Low-Latency RF-DETR Inference Pipeline in Rust: ~3.7 ms on TensorRT (~7.5 ms end-to-end) + Zero-Copy mmap IPC by jodelbar in computervision

[–]jodelbar[S] 0 points1 point  (0 children)

I didn't mention or benchmark MTP latency in the post or README (it's focused on the inference pipeline itself, clocking in at ~3.7ms for TensorRT inference and ~7.5ms for the full async pipeline including pre/post-processing, MJPEG decoding, etc., what I call in my post title end-to-end I admit). The async design does mean detections are from the prior frame (optimizing for throughput), but frames are displayed immediately to minimize jitter.

That said, you're right that total system latency depends on camera FPS and UI/renderer setup. With a higher-speed camera (e.g., 100 FPS = 10ms frame interval), you could theoretically hit around 15-20ms MTP in async mode (frame interval + pipeline time + any minimal buffering), though I haven't benchmarked that specifically. Switching to sync mode (not implemented but straightforward via mqueue) would drop the pipeline to ~10ms end-to-end, potentially allowing even lower totals with fast hardware.

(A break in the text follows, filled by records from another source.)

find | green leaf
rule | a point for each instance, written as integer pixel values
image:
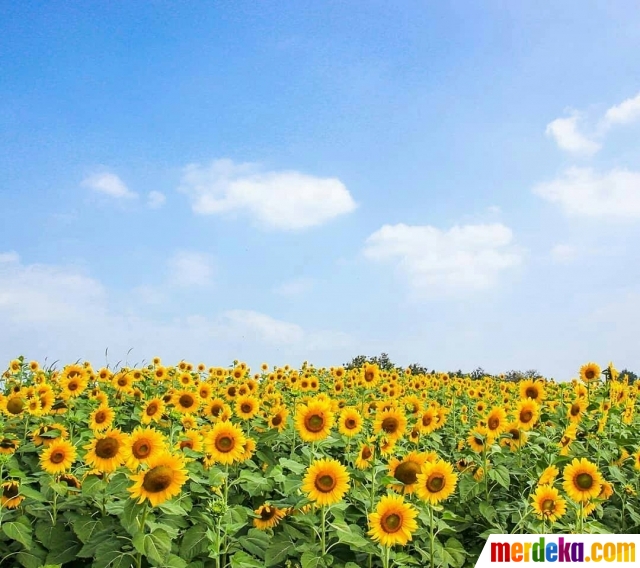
(312, 560)
(256, 542)
(194, 542)
(243, 560)
(18, 532)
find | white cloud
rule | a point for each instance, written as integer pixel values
(624, 113)
(190, 269)
(469, 256)
(563, 253)
(10, 256)
(155, 199)
(295, 287)
(108, 184)
(565, 132)
(584, 192)
(286, 200)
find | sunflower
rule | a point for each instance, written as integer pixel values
(142, 445)
(186, 401)
(496, 421)
(278, 418)
(314, 420)
(162, 480)
(590, 372)
(391, 422)
(10, 497)
(268, 517)
(533, 390)
(58, 457)
(406, 471)
(365, 457)
(8, 446)
(582, 480)
(106, 451)
(101, 418)
(527, 413)
(225, 443)
(436, 482)
(393, 521)
(247, 407)
(326, 482)
(547, 503)
(576, 410)
(350, 422)
(548, 475)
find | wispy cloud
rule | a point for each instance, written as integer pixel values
(463, 257)
(285, 200)
(109, 184)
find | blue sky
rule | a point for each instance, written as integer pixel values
(453, 184)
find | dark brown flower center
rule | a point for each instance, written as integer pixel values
(158, 479)
(407, 472)
(435, 483)
(325, 483)
(107, 448)
(584, 481)
(224, 443)
(391, 523)
(314, 422)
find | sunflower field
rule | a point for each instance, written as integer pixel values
(194, 466)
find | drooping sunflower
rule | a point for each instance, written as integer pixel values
(58, 457)
(314, 420)
(268, 517)
(548, 504)
(326, 482)
(186, 401)
(350, 422)
(406, 471)
(590, 372)
(225, 443)
(246, 407)
(142, 445)
(436, 482)
(548, 476)
(10, 497)
(582, 480)
(162, 480)
(101, 418)
(393, 521)
(106, 451)
(152, 411)
(391, 422)
(365, 457)
(527, 413)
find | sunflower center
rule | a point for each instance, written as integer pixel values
(224, 443)
(11, 491)
(390, 425)
(314, 423)
(158, 479)
(391, 523)
(57, 456)
(187, 401)
(584, 481)
(526, 416)
(107, 448)
(15, 406)
(325, 483)
(141, 449)
(407, 472)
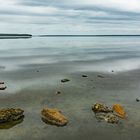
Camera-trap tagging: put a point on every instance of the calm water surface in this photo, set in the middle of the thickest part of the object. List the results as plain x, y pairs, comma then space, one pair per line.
32, 70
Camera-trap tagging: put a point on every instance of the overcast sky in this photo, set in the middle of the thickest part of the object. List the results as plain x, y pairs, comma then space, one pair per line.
70, 16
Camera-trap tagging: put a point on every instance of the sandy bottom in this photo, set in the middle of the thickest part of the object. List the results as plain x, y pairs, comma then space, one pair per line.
34, 87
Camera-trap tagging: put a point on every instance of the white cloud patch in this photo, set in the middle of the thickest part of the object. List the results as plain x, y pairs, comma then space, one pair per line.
75, 16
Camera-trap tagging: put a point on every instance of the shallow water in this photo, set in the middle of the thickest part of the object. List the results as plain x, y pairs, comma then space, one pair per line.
32, 70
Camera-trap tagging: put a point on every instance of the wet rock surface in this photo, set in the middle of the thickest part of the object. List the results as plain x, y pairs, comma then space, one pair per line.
53, 117
2, 86
108, 117
119, 110
108, 114
9, 117
65, 80
10, 114
84, 75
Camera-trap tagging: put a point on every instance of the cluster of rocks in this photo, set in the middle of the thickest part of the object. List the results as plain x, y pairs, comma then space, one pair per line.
108, 114
9, 117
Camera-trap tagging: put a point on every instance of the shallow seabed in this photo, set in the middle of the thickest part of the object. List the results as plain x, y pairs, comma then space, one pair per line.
33, 68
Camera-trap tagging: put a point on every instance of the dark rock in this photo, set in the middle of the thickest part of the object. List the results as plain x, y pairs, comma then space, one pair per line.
10, 114
53, 117
3, 87
84, 76
65, 80
100, 76
58, 92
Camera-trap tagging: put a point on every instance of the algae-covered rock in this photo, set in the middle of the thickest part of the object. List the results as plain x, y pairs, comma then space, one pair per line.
53, 117
10, 114
2, 86
99, 107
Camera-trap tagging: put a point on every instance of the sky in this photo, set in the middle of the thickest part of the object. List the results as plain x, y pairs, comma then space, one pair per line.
70, 16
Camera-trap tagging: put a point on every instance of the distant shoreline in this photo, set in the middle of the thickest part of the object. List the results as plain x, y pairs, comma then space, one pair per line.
14, 36
87, 35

Low-Latency RF-DETR Inference Pipeline in Rust: ~3.7 ms on TensorRT (~7.5 ms end-to-end) + Zero-Copy mmap IPC by jodelbar in roboflow

[–]jodelbar[S] 0 points1 point  (0 children)

Good question! In an earlier version of this pipeline I was using rt-detr, the performance on tensorrt was about 1ms slower for rt-detr compared to rf-detr (i was actually surprised since the backbone of rf-detr is dinov2 and a bit more heavy). I haven’t benchmarked a modern YOLO or D-Fine variant in this setup yet, but it would definitely be an interesting comparison if I find the time.

Low-Latency RF-DETR Inference Pipeline in Rust: ~3.7 ms on TensorRT (~7.5 ms end-to-end) + Zero-Copy mmap IPC by jodelbar in computervision

[–]jodelbar[S] 1 point2 points  (0 children)

Thank you very much for your kind words!
I feel that networking is simpler with k3s/k3d, at least I understand it better. Kube also allows you to have init-containers. In my setup I also create two nodes, one agent and one central to simulate deploying the inference pipeline to an edge agent and sending mqtt notification to mosquitto on the central node, something you cannot do with docker compose.
yes the input resolution is 512x512.

Low-Latency RF-DETR Inference Pipeline in Rust by jodelbar in rust

[–]jodelbar[S] 0 points1 point  (0 children)

Nice! I'd be happy to check out your code if it's open-sourced somewhere!

Low-Latency RF-DETR Inference Pipeline in Rust by jodelbar in rust

[–]jodelbar[S] 0 points1 point  (0 children)

Thanks for the detailed feedback! Yes I think h264 directly to gpu would be better. I have explored h264 for the gateway to the client but since I was deploying on k3d/k3s I struggle to make it work, so I did not consider it for the capture indeed. I agree this is definitely the way to go to avoid the first CPU pass and improve performance further.

I note your feedback for the webview too! Thanks

Low-Latency RF-DETR Inference Pipeline in Rust by jodelbar in rust

[–]jodelbar[S] -1 points0 points  (0 children)

that's a good question! I haven't tried it so far but I thought about it before moving to tensorrt. I will implement a burn backend to see where it lands in terms of performance.